The live demonstration last week had Google’s Johanna Wright planning an afternoon in Santa Cruz, asking about places to eat, things to see, and how long it would take to drive between them. And the catch was that not only was she only using voice, but she was using words like “there” and “it” instead of, for example, the name of the restaurant.
That’s surprisingly difficult: Google has to “keep in mind” that the place you’re talking about is the place you asked about earlier, and that words like “here” or “me” mean your actual current location. If you ask about a restaurant, and then follow up with “how far away is it?” Google has to infer the meaning of “it,” and to what location the distance should be calculated. Easy for humans, but not for search engines.
It’s still pretty rough — in our tests, it confused “where,” “what,” and “when” frequently, and often failed to include the object of the previous search in new ones. For instance, a spoken search easily found a nearby national park, but no query (“How do I get there?” “How far is it?” “Show me directions”) would yield useful map data.

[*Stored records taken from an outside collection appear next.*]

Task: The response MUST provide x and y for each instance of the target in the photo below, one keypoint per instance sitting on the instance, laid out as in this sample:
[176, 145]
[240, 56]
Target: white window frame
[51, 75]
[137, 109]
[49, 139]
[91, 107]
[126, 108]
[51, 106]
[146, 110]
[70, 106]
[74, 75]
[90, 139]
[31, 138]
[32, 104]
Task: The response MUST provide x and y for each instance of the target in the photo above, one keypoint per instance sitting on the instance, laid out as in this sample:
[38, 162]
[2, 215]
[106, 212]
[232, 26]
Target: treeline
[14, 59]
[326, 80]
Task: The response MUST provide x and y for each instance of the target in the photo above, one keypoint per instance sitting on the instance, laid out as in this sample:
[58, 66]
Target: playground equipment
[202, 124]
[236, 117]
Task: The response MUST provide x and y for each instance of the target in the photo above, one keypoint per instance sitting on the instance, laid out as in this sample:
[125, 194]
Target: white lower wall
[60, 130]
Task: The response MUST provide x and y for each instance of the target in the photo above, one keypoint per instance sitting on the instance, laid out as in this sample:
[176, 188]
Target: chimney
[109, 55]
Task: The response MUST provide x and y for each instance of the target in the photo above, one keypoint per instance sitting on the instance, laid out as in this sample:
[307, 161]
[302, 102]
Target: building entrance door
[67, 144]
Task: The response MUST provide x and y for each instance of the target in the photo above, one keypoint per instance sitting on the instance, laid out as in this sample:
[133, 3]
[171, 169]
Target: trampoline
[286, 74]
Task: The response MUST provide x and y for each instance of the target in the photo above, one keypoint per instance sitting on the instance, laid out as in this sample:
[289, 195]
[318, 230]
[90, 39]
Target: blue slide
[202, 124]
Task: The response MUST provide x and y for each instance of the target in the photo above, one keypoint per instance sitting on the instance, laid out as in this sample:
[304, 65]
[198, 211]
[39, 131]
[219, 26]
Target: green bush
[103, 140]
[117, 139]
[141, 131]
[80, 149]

The voice responses could be handy for quick questions like “when was Julius Caesar born?” to which Google can respond quickly and verbally — but for more complex queries and follow-ups, it might make sense to reach for the keyboard, or just click one of the links provided.
Not included in the update was the “hotwording” ability also shown at I/O that allows the voice-based search to launch without a click when the user says “OK Google.”
Conversational search should be live in the Chrome desktop browser now, and should be coming soon in some form to both Android and iOS for mobile.